The AIM-traded firm, as the licence operator, holds an 80% working interest in PEL 96.

It reported the completion of a comprehensive basin modelling study within PEL 96, aimed at enhancing the understanding of the hydrocarbon potential of the licence area.

The study involved integrating seismic sequence stratigraphic interpretation with large 2D seismic datasets, as well as well data from PEL 96 and other available well data in the Walvis Basin region.

Tower said the analysis of seismic data, well data, and basin modelling results provided compelling evidence of a functioning petroleum system within the Dolphin Graben, a geological trough, in PEL 96.

That evidence included the recovery of oil from cores in the 1911/15-1 well, and the observation of direct hydrocarbon indicators (DHIs) on seismic data.

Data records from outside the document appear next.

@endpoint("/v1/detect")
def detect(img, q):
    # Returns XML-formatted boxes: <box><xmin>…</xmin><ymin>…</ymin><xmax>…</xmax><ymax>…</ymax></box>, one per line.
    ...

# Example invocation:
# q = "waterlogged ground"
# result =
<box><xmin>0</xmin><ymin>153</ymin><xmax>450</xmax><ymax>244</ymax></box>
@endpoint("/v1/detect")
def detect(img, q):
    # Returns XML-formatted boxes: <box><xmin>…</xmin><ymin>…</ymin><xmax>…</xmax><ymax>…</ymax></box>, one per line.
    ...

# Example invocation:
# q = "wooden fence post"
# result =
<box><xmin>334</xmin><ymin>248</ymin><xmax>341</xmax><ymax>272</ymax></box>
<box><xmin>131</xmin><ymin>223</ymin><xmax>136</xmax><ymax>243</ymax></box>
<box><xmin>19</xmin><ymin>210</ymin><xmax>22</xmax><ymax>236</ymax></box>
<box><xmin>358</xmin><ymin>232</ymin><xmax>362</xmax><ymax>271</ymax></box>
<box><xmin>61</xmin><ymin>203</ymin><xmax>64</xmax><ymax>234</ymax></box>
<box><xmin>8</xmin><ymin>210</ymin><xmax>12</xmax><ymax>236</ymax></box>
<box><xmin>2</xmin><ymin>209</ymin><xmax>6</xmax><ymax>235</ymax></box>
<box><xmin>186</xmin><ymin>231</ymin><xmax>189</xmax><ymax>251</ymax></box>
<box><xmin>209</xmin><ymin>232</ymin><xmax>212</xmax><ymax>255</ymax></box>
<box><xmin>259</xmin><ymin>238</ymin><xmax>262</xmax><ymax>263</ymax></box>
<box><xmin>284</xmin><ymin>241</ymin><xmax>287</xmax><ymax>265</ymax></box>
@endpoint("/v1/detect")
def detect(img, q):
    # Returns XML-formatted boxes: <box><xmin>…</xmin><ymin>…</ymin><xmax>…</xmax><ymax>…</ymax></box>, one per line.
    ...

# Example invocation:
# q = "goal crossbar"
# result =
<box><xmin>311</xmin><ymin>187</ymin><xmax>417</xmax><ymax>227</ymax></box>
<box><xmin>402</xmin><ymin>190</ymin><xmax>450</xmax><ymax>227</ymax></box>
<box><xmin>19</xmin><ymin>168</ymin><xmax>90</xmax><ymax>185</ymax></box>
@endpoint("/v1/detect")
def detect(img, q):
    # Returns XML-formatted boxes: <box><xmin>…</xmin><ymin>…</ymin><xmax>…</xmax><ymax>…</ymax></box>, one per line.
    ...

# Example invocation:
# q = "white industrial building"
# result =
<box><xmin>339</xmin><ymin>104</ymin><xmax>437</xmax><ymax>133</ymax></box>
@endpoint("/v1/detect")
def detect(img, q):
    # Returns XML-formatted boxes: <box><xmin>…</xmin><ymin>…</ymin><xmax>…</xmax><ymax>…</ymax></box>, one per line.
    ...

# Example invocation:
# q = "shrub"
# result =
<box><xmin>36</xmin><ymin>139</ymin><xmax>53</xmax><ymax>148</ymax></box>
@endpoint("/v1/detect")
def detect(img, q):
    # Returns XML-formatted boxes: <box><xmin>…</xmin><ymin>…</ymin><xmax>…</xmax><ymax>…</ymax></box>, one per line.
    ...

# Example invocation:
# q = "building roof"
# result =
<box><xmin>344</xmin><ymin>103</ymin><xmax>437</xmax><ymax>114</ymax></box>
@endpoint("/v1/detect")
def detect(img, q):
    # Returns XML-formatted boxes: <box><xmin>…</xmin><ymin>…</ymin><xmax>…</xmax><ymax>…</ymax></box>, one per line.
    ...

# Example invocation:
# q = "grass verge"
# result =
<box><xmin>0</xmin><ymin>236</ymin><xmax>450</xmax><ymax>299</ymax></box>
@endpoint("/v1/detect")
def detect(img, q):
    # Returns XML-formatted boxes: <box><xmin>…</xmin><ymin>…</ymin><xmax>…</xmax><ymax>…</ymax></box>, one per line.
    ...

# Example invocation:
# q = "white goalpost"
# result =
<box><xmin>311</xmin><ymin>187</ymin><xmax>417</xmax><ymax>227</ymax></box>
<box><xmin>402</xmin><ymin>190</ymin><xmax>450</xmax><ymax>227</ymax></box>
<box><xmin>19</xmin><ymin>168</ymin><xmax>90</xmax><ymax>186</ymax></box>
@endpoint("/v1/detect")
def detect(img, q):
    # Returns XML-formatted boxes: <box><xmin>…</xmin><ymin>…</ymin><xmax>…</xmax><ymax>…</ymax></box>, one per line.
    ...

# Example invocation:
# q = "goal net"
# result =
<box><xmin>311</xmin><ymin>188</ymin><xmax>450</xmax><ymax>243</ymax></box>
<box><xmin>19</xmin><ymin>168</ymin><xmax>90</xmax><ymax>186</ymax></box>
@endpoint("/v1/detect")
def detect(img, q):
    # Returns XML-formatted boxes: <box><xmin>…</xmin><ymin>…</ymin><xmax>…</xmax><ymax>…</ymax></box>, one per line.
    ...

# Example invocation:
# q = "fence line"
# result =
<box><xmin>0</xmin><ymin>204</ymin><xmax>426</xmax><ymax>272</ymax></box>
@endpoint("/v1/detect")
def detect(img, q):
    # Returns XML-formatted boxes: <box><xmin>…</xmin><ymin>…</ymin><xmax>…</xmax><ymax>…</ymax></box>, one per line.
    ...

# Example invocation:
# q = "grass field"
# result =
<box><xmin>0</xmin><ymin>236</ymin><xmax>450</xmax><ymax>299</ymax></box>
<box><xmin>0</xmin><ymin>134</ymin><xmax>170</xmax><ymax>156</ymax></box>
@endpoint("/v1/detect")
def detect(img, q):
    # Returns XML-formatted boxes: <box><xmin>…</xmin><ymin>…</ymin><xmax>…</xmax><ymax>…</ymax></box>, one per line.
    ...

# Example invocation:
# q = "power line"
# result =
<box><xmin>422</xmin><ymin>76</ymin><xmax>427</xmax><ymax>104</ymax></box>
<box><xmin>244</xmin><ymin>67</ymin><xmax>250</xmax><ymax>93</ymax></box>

The objectives of the basin modelling study were to assess critical elements of the hydrocarbon charging system, such as thermal maturity, distribution of generative source kitchens, volumetric estimation of generative capacity, timing of hydrocarbon generation and expulsion, and the mapping of migration pathways.

It said key findings from the basin modelling study included the identification and mapping of generative source kitchens within PEL 96.

The Lower Cretaceous syn-rift sediments in the main depocentres of the Dolphin Graben were considered mature for oil generation, both in the main and late phases, with timing estimated from mid-Tertiary (Oligocene) to the present day.

Additionally, migration pathways for oil charge were mapped, pinpointing the main areas where hydrocarbons had potentially migrated.

Volumetric calculations had been conducted for each source kitchen, estimating the volumes of hydrocarbons generated.

The company said the Alpha Prospect fetch area was projected to have generated 45 billion to 79 billion barrels of oil, while the Gamma Prospect fetch area was estimated to have generated around 15 billion to 23 billion barrels.

Tower said the basin modelling study also recognised the potential for stratigraphic traps on the 2D seismic data.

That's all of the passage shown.